Я не мог заснуть. Постельное белье тяготило меня, приковывая к кровати. Когда закрывал глаза, передо мной возникали образы Лиддли, его наполненные болью глаза смотрели на меня, губы наполовину растянулись в улыбке и хмуром выражении. Но если я их открывал, спальня казалась полной серых, безжизненных фигур. Сон не приходил, и все мысли крутились вокруг Джона Лиддли и его семьи. Как я его жалел. И как он меня пугал.

Наконец я повернулся на бок и потянулся к Лоре, ища хоть какое-то тепло или утешение в своей бессоннице. Я обхватил ее одной рукой и притянул к себе, обнимая ее тело. На ней была длинная ночная рубашка. Это удивило меня, поскольку обычно она спала без одежды, если только не становилось необычайно холодно. Я прижался ближе, положив руку на одну грудь, отчего жена зашевелилась и забормотала во сне. И в этот момент моя кровь похолодела.

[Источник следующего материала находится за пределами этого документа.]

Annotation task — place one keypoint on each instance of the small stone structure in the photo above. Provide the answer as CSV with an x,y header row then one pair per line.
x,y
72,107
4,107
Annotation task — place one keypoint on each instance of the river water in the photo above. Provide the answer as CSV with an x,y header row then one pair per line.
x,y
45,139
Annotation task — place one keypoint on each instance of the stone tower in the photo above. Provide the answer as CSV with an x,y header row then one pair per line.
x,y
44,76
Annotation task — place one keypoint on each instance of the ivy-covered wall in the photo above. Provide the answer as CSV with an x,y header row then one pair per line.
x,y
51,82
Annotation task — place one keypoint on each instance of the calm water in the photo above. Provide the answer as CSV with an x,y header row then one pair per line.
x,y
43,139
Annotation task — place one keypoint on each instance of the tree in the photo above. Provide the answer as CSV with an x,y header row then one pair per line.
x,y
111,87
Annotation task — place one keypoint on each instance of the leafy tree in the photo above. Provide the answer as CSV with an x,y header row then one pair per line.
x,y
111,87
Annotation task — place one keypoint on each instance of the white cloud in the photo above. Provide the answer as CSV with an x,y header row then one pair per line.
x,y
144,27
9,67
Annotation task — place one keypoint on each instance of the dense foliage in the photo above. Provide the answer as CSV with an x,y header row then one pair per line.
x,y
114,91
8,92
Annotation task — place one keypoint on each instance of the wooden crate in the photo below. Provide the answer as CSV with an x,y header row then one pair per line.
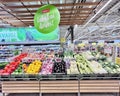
x,y
59,86
66,86
20,86
99,86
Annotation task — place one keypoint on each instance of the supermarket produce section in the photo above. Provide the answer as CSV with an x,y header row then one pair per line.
x,y
49,70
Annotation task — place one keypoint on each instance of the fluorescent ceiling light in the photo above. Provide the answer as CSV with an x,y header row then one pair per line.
x,y
96,14
94,0
90,6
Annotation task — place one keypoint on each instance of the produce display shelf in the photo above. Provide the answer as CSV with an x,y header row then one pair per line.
x,y
31,43
61,77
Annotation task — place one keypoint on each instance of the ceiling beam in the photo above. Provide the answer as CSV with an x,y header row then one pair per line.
x,y
57,5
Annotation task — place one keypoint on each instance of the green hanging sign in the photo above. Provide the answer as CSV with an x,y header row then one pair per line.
x,y
47,19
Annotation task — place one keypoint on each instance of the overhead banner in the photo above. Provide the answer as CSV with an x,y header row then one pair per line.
x,y
26,34
47,19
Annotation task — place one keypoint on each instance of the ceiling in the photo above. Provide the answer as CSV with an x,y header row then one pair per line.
x,y
92,16
19,13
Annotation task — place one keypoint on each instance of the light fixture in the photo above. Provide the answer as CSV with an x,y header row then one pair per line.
x,y
90,6
94,0
30,26
96,15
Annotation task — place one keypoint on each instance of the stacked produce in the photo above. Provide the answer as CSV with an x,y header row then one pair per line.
x,y
96,67
73,68
88,55
59,66
18,70
47,67
3,64
83,64
110,67
34,67
12,66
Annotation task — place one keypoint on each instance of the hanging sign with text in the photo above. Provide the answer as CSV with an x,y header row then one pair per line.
x,y
47,19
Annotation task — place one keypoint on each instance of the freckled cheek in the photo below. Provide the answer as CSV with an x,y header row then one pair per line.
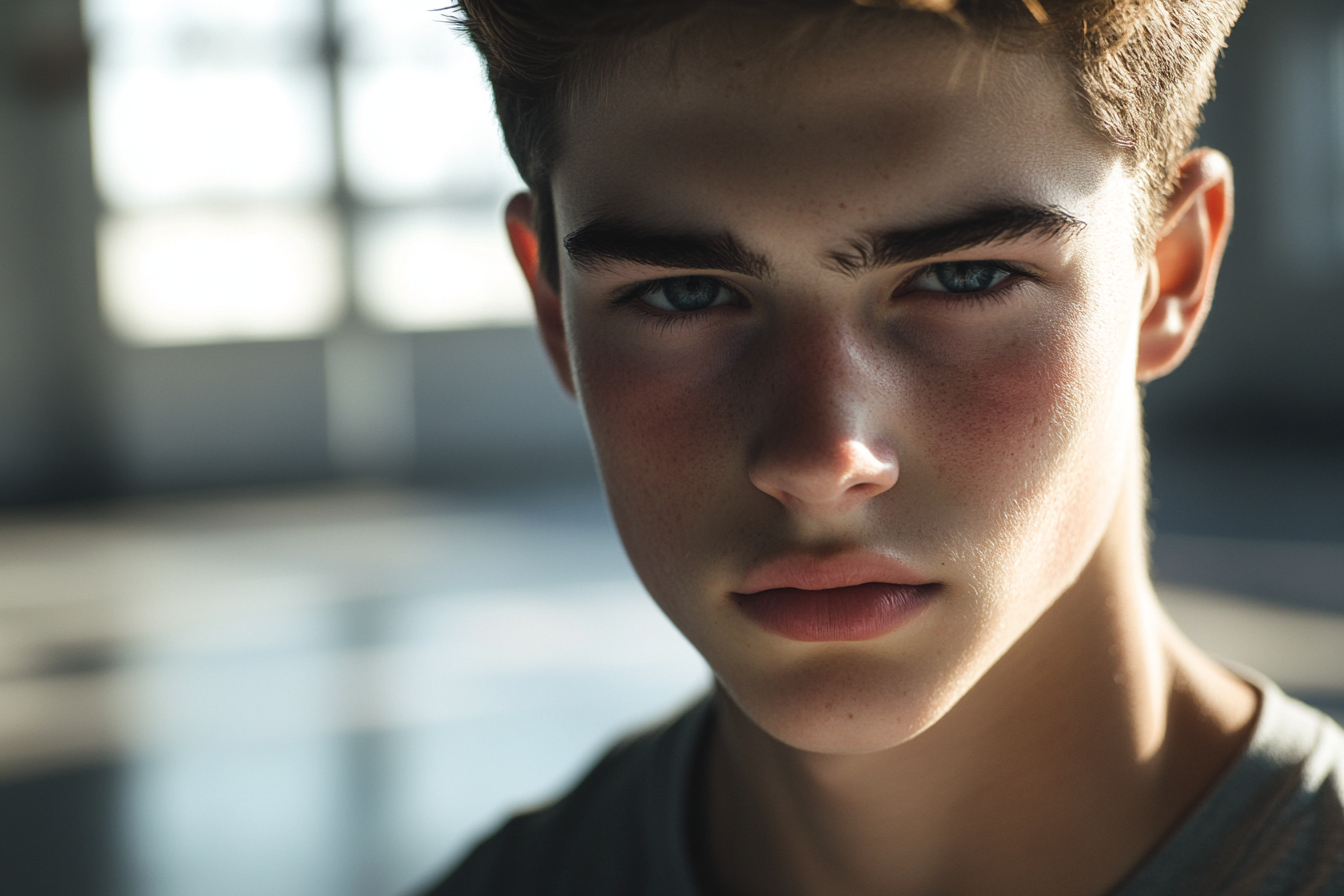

Женщина, которую я держал на руках, не была Лорой. У Лоры волосы короткие, аккуратно подстриженные. У этой женщины были длинные, густые волосы до пояса. Лора имела маленькую грудь, а эта женщина — большую. На мгновение я подумал, что совершил глупую ошибку, что забрался в постель рядом с Кэрол. Но в тот же миг женщина рядом со мной повернулась и протянула свою руку к моей.

— Джон? — сонно пробормотала она. — Это ты? Где ты был?

Голос принадлежал не Лоре, не Кэрол. С чувством нарастающего ужаса я отстранился от нее.

— Что случилось, Джон? Ты не хочешь меня?

Я потянулся к прикроватной лампе и включил ее. Когда оглянулся, кровать оказалась пуста.